Applications for External Funding

The hope of this pilot project concentrating on SIU Health Care pediatric data is that the information that we obtain will give us the background information and preliminary computer algorithms to seek increased external funding. The patterns and information that we uncover directly for children would only be magnified when we incorporate the data and information from family doctors, general internal medicine doctors, medical subspecialists, and surgeons.

The collaborators believe that the information when collected and analyzed will be sought after by hospitals, public health departments, and physician groups across central and southern Illinois. This attention to our work may bring forward external funding from private hospital systems, private physician groups, and their foundations. Dr. Vohra has already had conversations with the Illinois Hospital Association about using the pilot data information for a more robust partnership with this organization.

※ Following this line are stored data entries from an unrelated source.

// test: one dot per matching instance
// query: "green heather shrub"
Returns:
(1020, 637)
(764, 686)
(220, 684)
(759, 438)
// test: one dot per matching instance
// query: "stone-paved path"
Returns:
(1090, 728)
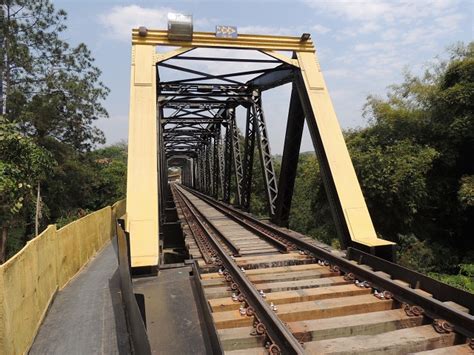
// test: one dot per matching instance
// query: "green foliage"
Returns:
(51, 95)
(414, 164)
(22, 165)
(52, 89)
(463, 280)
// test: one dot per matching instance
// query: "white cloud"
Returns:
(320, 29)
(120, 20)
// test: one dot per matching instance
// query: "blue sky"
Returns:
(363, 46)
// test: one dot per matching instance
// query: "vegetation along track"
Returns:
(272, 290)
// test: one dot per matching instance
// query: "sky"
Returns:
(363, 46)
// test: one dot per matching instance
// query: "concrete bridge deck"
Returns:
(87, 316)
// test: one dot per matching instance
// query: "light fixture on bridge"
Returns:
(180, 27)
(305, 37)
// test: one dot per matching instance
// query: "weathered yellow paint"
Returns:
(143, 177)
(243, 41)
(142, 174)
(30, 279)
(347, 185)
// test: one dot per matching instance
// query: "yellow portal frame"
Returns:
(142, 221)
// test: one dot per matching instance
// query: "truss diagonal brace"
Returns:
(269, 176)
(289, 163)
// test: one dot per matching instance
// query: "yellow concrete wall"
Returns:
(30, 279)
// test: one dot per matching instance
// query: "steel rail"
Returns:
(185, 201)
(463, 322)
(275, 328)
(233, 248)
(278, 244)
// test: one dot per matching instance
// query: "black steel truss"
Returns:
(198, 110)
(269, 176)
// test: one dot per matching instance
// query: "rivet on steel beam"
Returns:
(305, 36)
(142, 31)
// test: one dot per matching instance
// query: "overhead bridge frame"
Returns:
(194, 119)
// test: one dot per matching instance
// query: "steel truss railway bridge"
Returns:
(197, 273)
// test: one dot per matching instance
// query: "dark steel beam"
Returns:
(289, 163)
(247, 161)
(279, 76)
(242, 60)
(269, 176)
(227, 164)
(236, 156)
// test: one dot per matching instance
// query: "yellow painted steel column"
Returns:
(343, 174)
(142, 174)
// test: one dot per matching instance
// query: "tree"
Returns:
(49, 88)
(53, 94)
(22, 165)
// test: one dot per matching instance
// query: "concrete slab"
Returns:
(87, 316)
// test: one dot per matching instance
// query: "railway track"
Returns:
(269, 290)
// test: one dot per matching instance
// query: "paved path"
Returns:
(87, 317)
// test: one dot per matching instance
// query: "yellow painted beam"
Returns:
(142, 173)
(349, 193)
(243, 41)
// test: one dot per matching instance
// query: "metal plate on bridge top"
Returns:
(226, 31)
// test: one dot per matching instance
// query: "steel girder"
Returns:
(227, 164)
(289, 163)
(269, 176)
(247, 161)
(220, 153)
(216, 162)
(237, 160)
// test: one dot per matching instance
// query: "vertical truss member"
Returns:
(247, 161)
(220, 152)
(216, 162)
(236, 155)
(269, 176)
(227, 163)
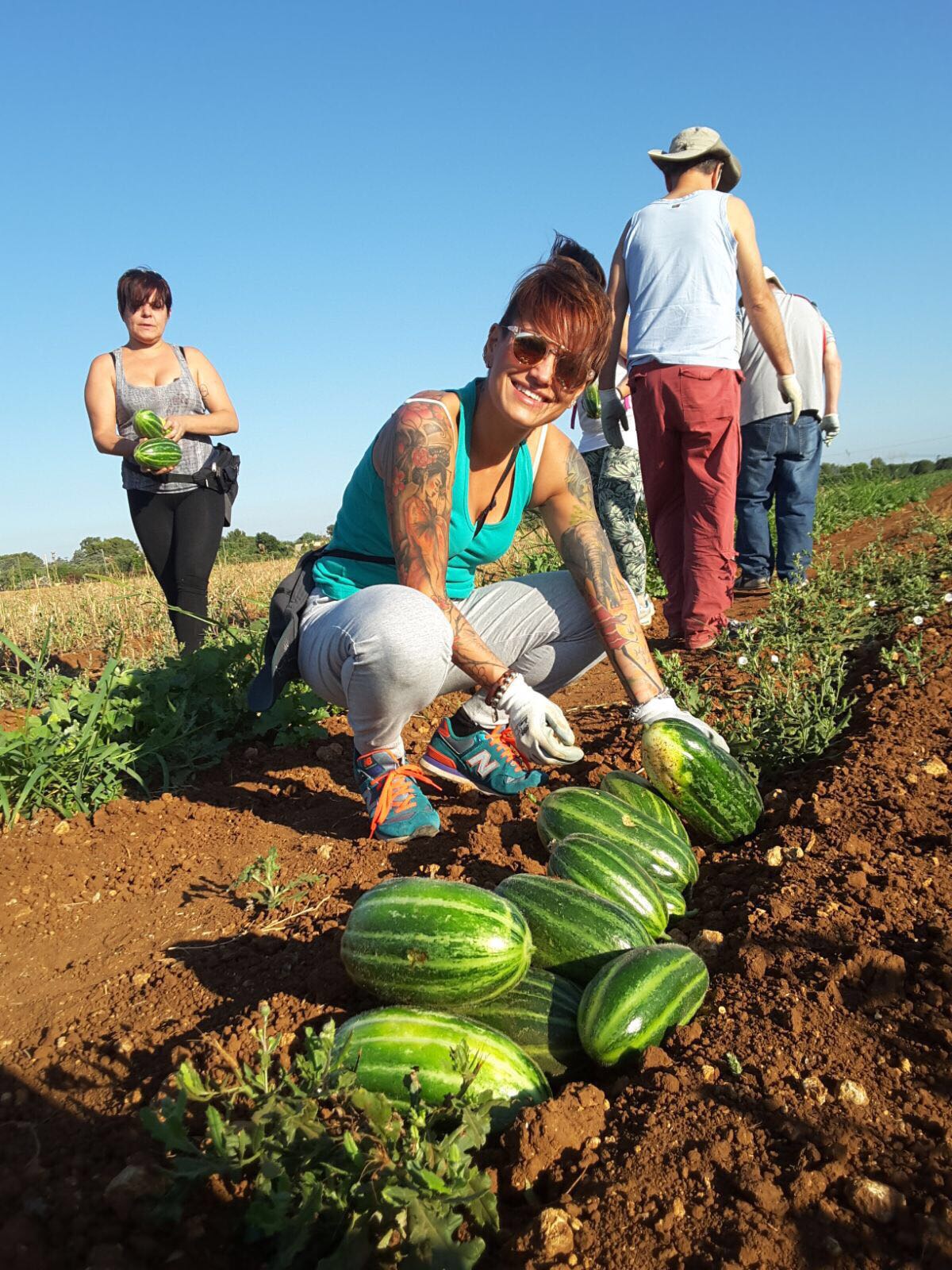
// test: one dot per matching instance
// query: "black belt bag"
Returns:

Benefits to Professional Development

The impact and results of this study could have strong benefits to the professional development of both SIU and UIS Faculty. Dr. Vohra is a pediatrician with a background in law and public policy. The data that is uncovered in this study will help him move forward on adapting existing projects and creating new ones for SIU’s Children and Families Population Health and Policy Program. Dr. Khorsani is an assistant professor of computer science with expertise in Computational Intelligence and Big Data Analysis. Dr. Guo is an Assistant Professor of Computer Science with expertise in Medical Image Processing and Machine Learning. The study will benefit Dr. Khorasani and Dr. Guo towards their professional and scholarly development and motivate student involvement in research and scholarship. Ms. Fogleman will obtain knowledge in Big Data Analysis which furthers her education in bioinformatics in which she will obtain a master’s degree in May 2016. Ms. Fogleman’s position in the Population Health Science department will also benefit as she gains more experience with different types of population health studies.

Anticipated Intellectual Products

The SIU and UIS researchers plan to use the information that we obtain and its corresponding analysis to create intellectual products. The research collaborators see a number of opportunities to present our findings at national conferences focused on environmental health and computer analytics. Dr. Vohra recently presented a program on asthma at the Centers for Disease Control and Prevention’s Environmental Hazards and Health Effects Conference. This work would be a great addition to this conference. The information could also be presented at forums and conferences dedicated to the health of the central and southern Illinois region, rural health, and public health. In addition, the findings can be presented in a prestigious data analytic conference, such as IEEE International Conference on Big Data or IEEE International Conference on Biomedical and Health Informatics.

Furthermore, the research partners plan to publish our work in journals dedicated to environmental health, rural health, public health, and computer science. We plan to analyze our results with possible submissions to the Journal of Environmental Health, Journal of Public Health, and Journal of Big Data Research.

Conclusion

The collaboration between SIU and UIS has the ability to make a real and profound impact on our understanding of the health of children in central and southern Illinois. We plan to use our information to better understand disease, its outcomes, and the best treatment to help improve the health of SIU’s service region. Big data analytics will help SIUSOM, with its great partner UIS, to better serve the community of central and southern Illinois.